The solicitation of employment by an attorney is a ground for disbarment or suspension. That should be distinctly understood. """Giving application of the law and the Canons of Ethics to the admitted facts, the respondent stands convicted of having solicited cases in defiance of the law and those canons. Accordingly, the only remaining duty of the court is to fix upon the action which should here be taken. The provincial fiscal of Isabela, with whom joined the representative of the Attorney-General in the oral presentation of the case, suggests that the respondent be only reprimanded. We think that our action should go further than this if only to reflect our attitude toward cases of this character of which unfortunately the respondent's is only one. The commission of offenses of this nature would amply justify permanent elimination from the bar. But as mitigating circumstances working in favor of the respondent there are,'first, his intimation that he was unaware of the impropriety of his acts, ( second, his youth and inexperience at the bar, and, third, his promise not to commit a similar mistake in the future. A modest period of suspension would seem to fit the case of the erring attorney. But it should be distinctly understood that this result is reached in view of the considerations which have influenced the court to be relatively lenient in this particular instance, and should, therefore, not be taken as indicating that future convictions of practice of this kind will not be dealt with by disbarment.
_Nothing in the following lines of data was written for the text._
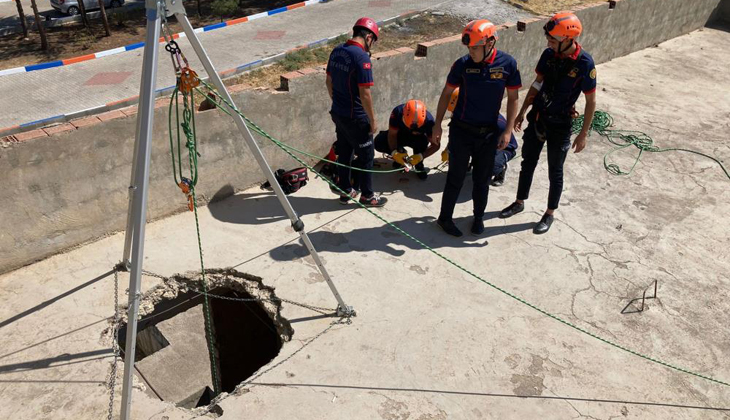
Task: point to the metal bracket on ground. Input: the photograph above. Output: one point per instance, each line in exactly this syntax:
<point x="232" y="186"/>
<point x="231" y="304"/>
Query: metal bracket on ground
<point x="643" y="299"/>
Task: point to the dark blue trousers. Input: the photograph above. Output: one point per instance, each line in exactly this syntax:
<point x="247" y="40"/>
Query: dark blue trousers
<point x="354" y="138"/>
<point x="464" y="145"/>
<point x="557" y="137"/>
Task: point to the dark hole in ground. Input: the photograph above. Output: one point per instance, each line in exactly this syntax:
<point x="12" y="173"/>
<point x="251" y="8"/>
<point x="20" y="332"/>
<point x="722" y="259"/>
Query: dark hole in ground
<point x="177" y="366"/>
<point x="246" y="336"/>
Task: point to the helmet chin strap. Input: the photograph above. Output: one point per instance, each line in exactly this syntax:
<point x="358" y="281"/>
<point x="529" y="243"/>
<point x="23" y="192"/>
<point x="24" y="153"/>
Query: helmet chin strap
<point x="561" y="49"/>
<point x="367" y="47"/>
<point x="487" y="54"/>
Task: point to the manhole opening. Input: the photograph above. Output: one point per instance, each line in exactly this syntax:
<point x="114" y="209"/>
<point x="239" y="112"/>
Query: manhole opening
<point x="172" y="356"/>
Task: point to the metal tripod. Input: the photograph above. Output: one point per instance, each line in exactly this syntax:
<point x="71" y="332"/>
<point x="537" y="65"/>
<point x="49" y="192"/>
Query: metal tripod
<point x="137" y="213"/>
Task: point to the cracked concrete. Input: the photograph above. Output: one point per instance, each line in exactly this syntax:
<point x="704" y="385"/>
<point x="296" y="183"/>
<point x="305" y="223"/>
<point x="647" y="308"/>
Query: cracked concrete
<point x="429" y="341"/>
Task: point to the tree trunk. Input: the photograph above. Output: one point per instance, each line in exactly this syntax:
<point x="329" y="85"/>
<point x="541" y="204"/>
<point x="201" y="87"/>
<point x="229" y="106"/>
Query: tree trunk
<point x="23" y="22"/>
<point x="104" y="19"/>
<point x="84" y="18"/>
<point x="39" y="23"/>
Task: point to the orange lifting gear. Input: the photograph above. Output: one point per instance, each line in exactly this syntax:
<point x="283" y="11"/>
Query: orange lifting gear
<point x="563" y="25"/>
<point x="414" y="114"/>
<point x="188" y="80"/>
<point x="453" y="100"/>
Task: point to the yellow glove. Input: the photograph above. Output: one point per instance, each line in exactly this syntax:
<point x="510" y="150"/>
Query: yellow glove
<point x="415" y="159"/>
<point x="399" y="157"/>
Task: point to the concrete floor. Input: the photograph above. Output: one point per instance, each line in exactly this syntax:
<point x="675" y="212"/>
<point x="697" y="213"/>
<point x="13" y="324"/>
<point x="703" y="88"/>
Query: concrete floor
<point x="429" y="341"/>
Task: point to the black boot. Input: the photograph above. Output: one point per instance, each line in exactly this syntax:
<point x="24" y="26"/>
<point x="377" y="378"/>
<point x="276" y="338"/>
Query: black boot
<point x="544" y="224"/>
<point x="499" y="178"/>
<point x="511" y="210"/>
<point x="449" y="227"/>
<point x="477" y="227"/>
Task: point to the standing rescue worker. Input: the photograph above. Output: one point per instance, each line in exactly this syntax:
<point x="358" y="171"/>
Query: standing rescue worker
<point x="349" y="79"/>
<point x="481" y="76"/>
<point x="563" y="71"/>
<point x="410" y="125"/>
<point x="501" y="157"/>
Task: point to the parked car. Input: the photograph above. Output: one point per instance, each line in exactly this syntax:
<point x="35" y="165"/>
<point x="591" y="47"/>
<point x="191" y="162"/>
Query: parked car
<point x="71" y="7"/>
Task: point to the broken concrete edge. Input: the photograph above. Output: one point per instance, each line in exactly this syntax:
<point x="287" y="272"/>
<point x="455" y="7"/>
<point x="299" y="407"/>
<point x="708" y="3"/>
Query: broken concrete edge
<point x="10" y="134"/>
<point x="216" y="278"/>
<point x="191" y="282"/>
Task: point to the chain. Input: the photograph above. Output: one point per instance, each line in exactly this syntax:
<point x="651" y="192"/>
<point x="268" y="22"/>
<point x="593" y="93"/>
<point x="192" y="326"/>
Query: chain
<point x="115" y="346"/>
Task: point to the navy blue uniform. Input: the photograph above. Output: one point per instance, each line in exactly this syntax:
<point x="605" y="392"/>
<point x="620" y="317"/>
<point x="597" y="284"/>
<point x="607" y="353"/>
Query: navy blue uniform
<point x="350" y="67"/>
<point x="501" y="157"/>
<point x="474" y="130"/>
<point x="549" y="119"/>
<point x="417" y="140"/>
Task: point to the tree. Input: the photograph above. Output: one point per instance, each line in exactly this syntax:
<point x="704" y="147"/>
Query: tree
<point x="107" y="30"/>
<point x="41" y="27"/>
<point x="224" y="7"/>
<point x="21" y="14"/>
<point x="84" y="18"/>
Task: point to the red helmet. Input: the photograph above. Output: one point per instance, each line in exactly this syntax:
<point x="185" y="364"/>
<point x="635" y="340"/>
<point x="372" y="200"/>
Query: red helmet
<point x="414" y="114"/>
<point x="563" y="25"/>
<point x="478" y="32"/>
<point x="369" y="24"/>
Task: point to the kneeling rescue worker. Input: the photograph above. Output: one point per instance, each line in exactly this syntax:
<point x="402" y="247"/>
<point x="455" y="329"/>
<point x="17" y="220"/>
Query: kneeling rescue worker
<point x="410" y="125"/>
<point x="482" y="77"/>
<point x="563" y="71"/>
<point x="349" y="78"/>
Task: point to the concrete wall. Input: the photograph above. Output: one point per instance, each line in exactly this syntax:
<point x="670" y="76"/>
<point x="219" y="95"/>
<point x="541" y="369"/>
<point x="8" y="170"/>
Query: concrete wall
<point x="722" y="13"/>
<point x="67" y="185"/>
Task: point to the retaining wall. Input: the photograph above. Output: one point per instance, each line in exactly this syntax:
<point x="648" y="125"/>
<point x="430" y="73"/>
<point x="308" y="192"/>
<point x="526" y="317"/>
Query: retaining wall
<point x="67" y="185"/>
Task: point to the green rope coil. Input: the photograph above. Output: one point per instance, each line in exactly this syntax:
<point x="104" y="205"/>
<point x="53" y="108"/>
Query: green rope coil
<point x="191" y="143"/>
<point x="624" y="139"/>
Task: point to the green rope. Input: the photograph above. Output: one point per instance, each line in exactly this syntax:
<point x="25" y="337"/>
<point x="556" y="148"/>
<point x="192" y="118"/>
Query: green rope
<point x="624" y="139"/>
<point x="476" y="276"/>
<point x="192" y="145"/>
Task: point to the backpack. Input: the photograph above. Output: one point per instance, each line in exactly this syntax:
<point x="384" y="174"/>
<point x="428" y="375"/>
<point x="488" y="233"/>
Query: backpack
<point x="290" y="181"/>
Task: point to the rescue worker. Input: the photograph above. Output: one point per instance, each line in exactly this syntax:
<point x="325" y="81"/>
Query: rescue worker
<point x="481" y="76"/>
<point x="410" y="125"/>
<point x="563" y="71"/>
<point x="349" y="79"/>
<point x="501" y="157"/>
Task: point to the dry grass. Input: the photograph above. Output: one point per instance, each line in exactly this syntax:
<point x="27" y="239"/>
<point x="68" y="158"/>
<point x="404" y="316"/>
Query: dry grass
<point x="549" y="7"/>
<point x="408" y="33"/>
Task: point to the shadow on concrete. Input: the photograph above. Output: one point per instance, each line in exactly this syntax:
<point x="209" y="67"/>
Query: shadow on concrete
<point x="389" y="240"/>
<point x="55" y="299"/>
<point x="489" y="394"/>
<point x="20" y="381"/>
<point x="55" y="361"/>
<point x="53" y="338"/>
<point x="417" y="189"/>
<point x="263" y="207"/>
<point x="720" y="25"/>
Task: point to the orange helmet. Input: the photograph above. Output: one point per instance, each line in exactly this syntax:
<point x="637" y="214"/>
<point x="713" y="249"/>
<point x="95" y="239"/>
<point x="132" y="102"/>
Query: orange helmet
<point x="478" y="32"/>
<point x="563" y="25"/>
<point x="454" y="98"/>
<point x="414" y="114"/>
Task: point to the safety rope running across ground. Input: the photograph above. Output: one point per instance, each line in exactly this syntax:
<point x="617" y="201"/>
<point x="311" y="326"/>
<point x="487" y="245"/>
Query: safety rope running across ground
<point x="624" y="139"/>
<point x="288" y="150"/>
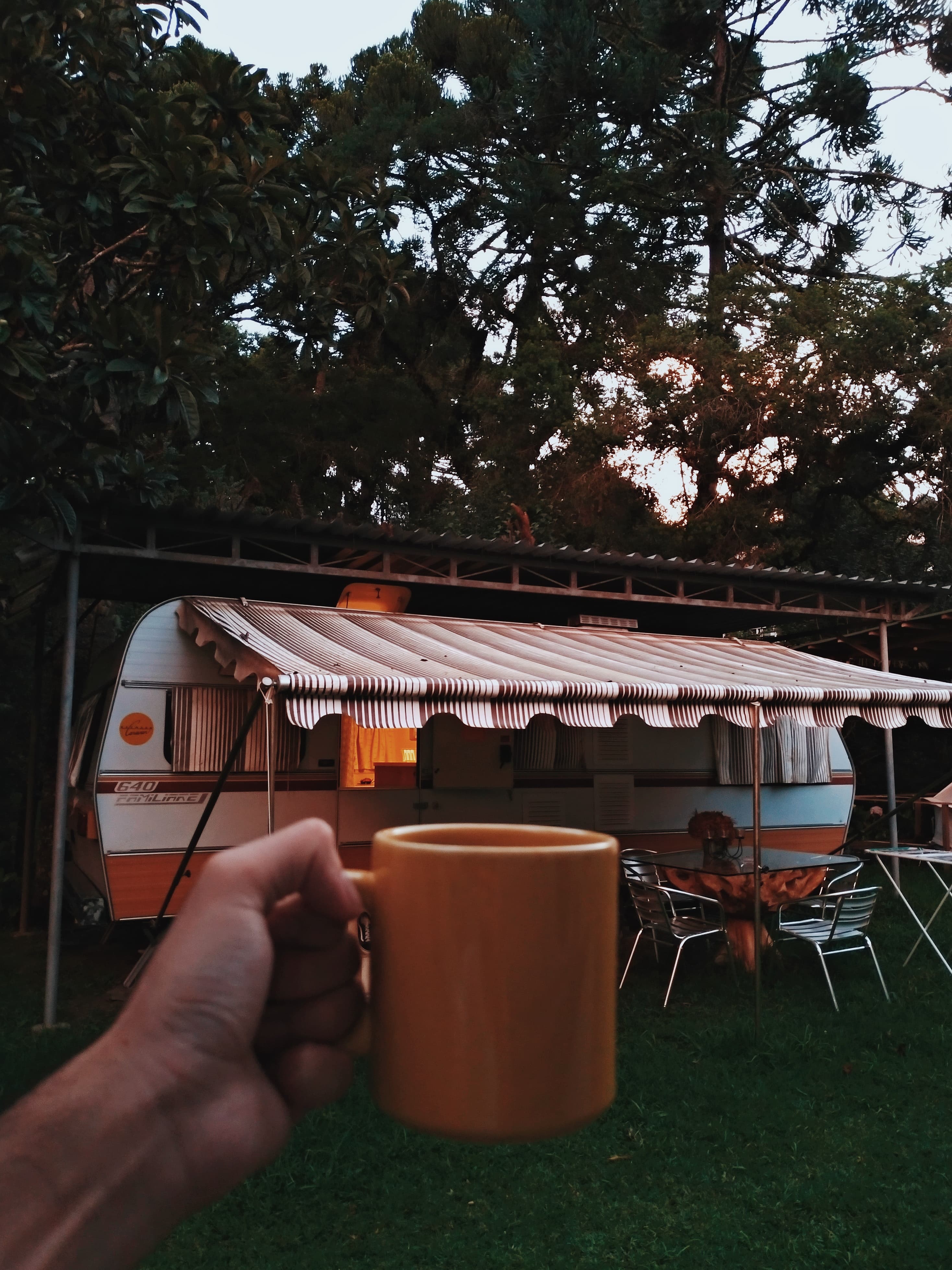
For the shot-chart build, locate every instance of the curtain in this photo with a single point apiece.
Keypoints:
(548, 746)
(790, 754)
(362, 749)
(205, 723)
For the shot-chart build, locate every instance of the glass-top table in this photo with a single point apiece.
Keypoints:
(785, 877)
(772, 860)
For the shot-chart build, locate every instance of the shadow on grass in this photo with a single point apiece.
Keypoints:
(827, 1145)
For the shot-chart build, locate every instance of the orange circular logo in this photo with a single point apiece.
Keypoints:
(136, 729)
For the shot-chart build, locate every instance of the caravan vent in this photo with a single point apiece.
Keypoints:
(623, 624)
(544, 809)
(615, 804)
(613, 745)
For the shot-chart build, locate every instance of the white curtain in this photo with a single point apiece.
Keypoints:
(790, 754)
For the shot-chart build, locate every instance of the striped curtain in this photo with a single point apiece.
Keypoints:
(790, 754)
(205, 723)
(548, 746)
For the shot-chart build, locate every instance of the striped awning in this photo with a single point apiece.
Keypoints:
(399, 670)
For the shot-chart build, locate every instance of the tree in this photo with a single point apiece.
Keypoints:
(149, 195)
(603, 187)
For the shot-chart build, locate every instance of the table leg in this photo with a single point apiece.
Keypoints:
(741, 933)
(949, 892)
(914, 915)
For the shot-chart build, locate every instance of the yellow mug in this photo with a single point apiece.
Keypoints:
(493, 972)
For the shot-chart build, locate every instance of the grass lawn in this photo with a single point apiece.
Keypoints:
(829, 1145)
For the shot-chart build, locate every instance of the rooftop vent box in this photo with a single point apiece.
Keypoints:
(620, 624)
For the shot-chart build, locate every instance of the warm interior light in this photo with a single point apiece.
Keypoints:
(363, 750)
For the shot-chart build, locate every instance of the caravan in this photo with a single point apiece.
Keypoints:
(387, 718)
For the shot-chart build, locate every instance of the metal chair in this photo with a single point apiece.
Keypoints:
(837, 879)
(833, 924)
(666, 926)
(638, 867)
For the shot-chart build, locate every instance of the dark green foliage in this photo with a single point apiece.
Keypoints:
(148, 195)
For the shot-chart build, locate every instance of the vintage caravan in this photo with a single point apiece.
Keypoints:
(387, 718)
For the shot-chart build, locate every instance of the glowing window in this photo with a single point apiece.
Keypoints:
(377, 757)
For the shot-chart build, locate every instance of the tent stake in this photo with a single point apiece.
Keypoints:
(888, 747)
(271, 736)
(64, 743)
(758, 929)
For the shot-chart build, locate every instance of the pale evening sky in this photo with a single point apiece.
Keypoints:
(292, 35)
In view of all the circumstances of this case, the judgment of the court is that the respondent Luis B. Tagorda be and is hereby suspended from the practice as an attorney-at-law for the period of one month from April 1, 1929. Street, Johns, Romualdez, and Villa-Real, JJ., concur. Johnson, J., reserves his vote.

OSTRAND, J.: I dissent. Under the circumstances of the case a reprimand would have been sufficient punishment.